Mit dem Ebbelwei-Express zurück nach Europa

von Redaktion

Zum 10. Mal fahren Fans von Eintracht Frankfurt in einer Münchner Tram voller Apfelwein zum Spiel beim FC Bayern

VON THOMAS STILLBAUER

München – Ganz spät am Abend wäre es beinahe noch rabiat geworden, kürzlich im Augustiner Bürgerheim. Da kam um Mitternacht ein entnervter Nachbar in die Münchner Gastwirtschaft herunter, Familienvater, durchaus mit Toleranz ausgestattet, und erklärte den versammelten Eintracht-Fans: „Wir leiden mit euch, ehrlich, aber jetzt muss auch mal Ruhe sein!“ Verständliches Anliegen. Nur kein sehr guter Zeitpunkt. Gerade hatten die Frankfurter zwei Elfmeter in London gegen den FC Chelsea verschossen. Die fabelhafte Europareise war beendet, der Frust immens. Ein paar Trotzgesänge wollten halt noch raus.

In dieser Saison ist sie besonders laut, die Parallelgesellschaft, die sich im Münchner Westend trifft, wenn der Frankfurter Fußball-Bundesligist spielt. 40, oft 80, manchmal 150 Fans treffen sich dann in der Vereinsgaststätte des Eintracht-Fanclubs Adler München, singen, jubeln, trinken Apfelwein, freuen sich über die tolle Europacup-Saison. Einmal im Jahr aber drängen sie nach draußen: Dann fahren sie mit dem „Ebbelwei-Express“, so benannt nach einer legendären Frankfurter Touristenattraktion, durch die Stadt zum Sendlinger Tor. Der Termin versteht sich von selbst: Wenn die Eintracht zum Auswärtsspiel beim FC Bayern antritt, also an diesem Samstag.

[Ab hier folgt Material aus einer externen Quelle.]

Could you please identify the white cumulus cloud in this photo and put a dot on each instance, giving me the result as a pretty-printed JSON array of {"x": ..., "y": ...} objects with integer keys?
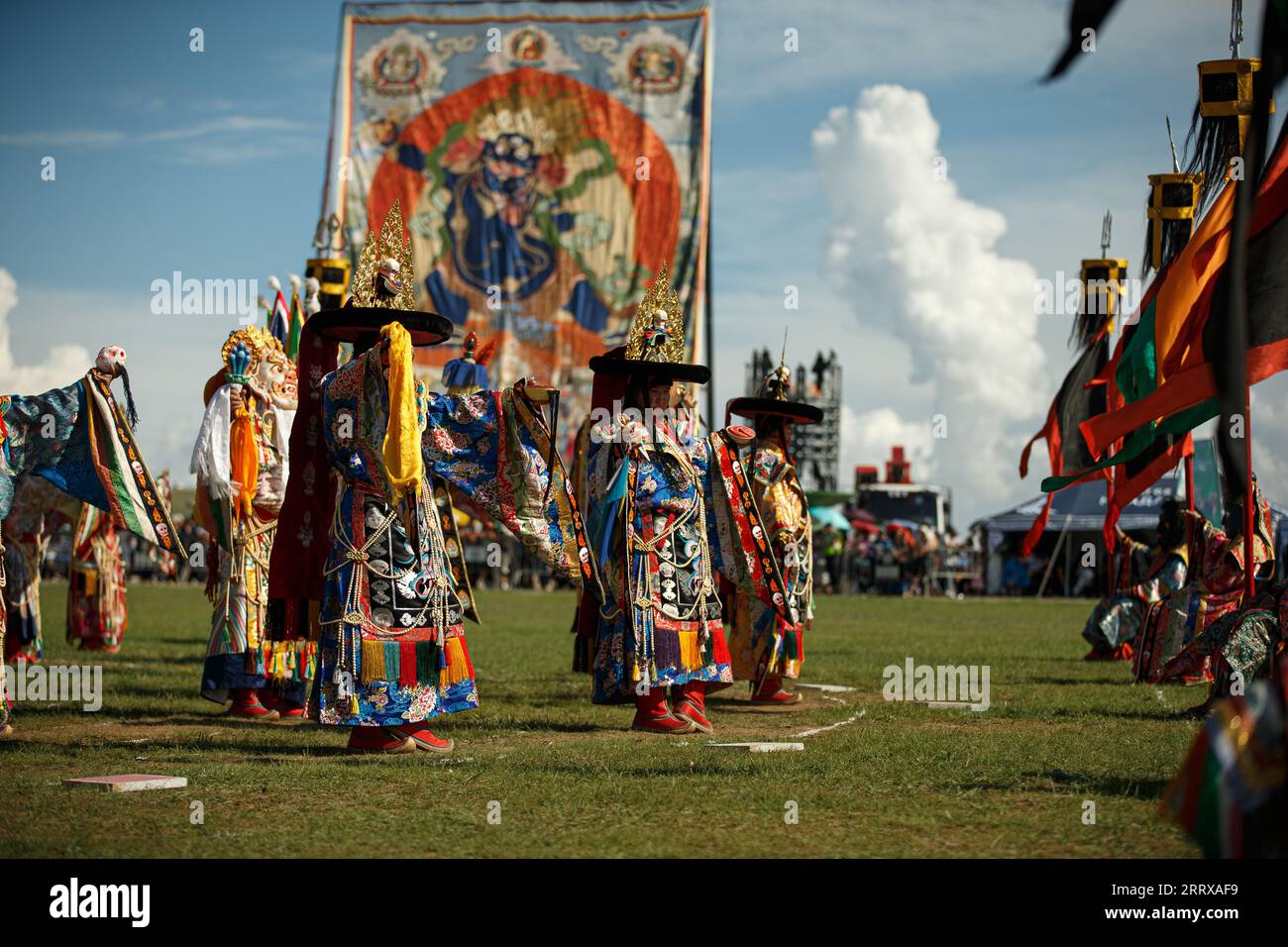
[
  {"x": 918, "y": 261},
  {"x": 63, "y": 365},
  {"x": 867, "y": 438}
]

Dann rollt der Express bereits zum zehnten Mal, eine gecharterte, mit Vereinssymbolen geschmückte Tram. „Das Beste sind die erstaunten Blicke der Leute, wenn wir über die Maximilianstraße oder am Stachus vorbeifahren“, sagt Fanclub-Präsident Tom, gebürtiger Hanauer, seit gut zehn Jahren in München. „Wir feiern im Express mehr als die Bayern, wenn sie einen Titel gewonnen haben.“ Dabei gibt es traditionell eher wenig zu feiern für die Frankfurter beim Gastspiel an der Isar. Auch heuer zum Saisonfinale liegt die Favoritenrolle klar beim Serienmeister. Aber immerhin: Es fließt reichlich Apfelwein. Und voriges Jahr kam sogar Peter Fischer, der spektakuläre Eintracht-Präsident, der immer für eine feurige Ansprache gut ist. Die Adler verloren trotzdem.

Gesungen wird im stets rappelvollen Ebbelwei-Waggon. Und gehüpft, wenn man kein Offenbacher ist. „Aber nur bei sehr langsamer Fahrt“, sagt Tom mit einem Zwinkern. Die Entgleisungen sollen im für Fußballfans üblichen Rahmen bleiben.

120 Leute passen in die Tram, etwa ebenso viele Mitglieder hat der Münchner Eintracht-Fanclub. Ursprünglich mit einer Handvoll Exil-Frankfurter gestartet, wuchs die Gruppe immer mehr, bis sie die frühere Stammkneipe „Bei Maria“ am Isartor praktisch sprengte. Ohnehin mussten da immer erst die Möbel hinausgetragen werden. Erstens aus Platzgründen, zweitens „für die Stehplatz-Atmosphäre“, erzählt Fan Berthold, seit 31 Jahren in München.

Der Umzug ins Bürgerheim löste die Platzprobleme freilich nur bedingt. An den Tagen, wenn Schalke 04 und die Eintracht gleichzeitig spielen, müssen sich Adler und Knappen die Wirtschaft teilen. Diesmal werden die Frankfurter ausweichen in die Gaststätte San Remo nach Sendling. Aber die meisten werden eh im Stadion sein.

Die Fahrt mit der Apfelwein-Tram an diesem Samstag ist längst ausgebucht, auch aus Frankfurt und Stuttgart kommen Fans. Inwieweit sie in der nächsten Saison wieder europäische Eintracht-Nächte in München feiern können, wird sich in der Allianz-Arena erweisen. Dahin fahren sie aber nicht mit dem „Ebbel-Ex“. Den stellen sie am Sendlinger Tor ab. Der Fahrer vom Münchner Verkehrsverbund mag die Eintracht offenbar auch. Er ist seit Jahren derselbe.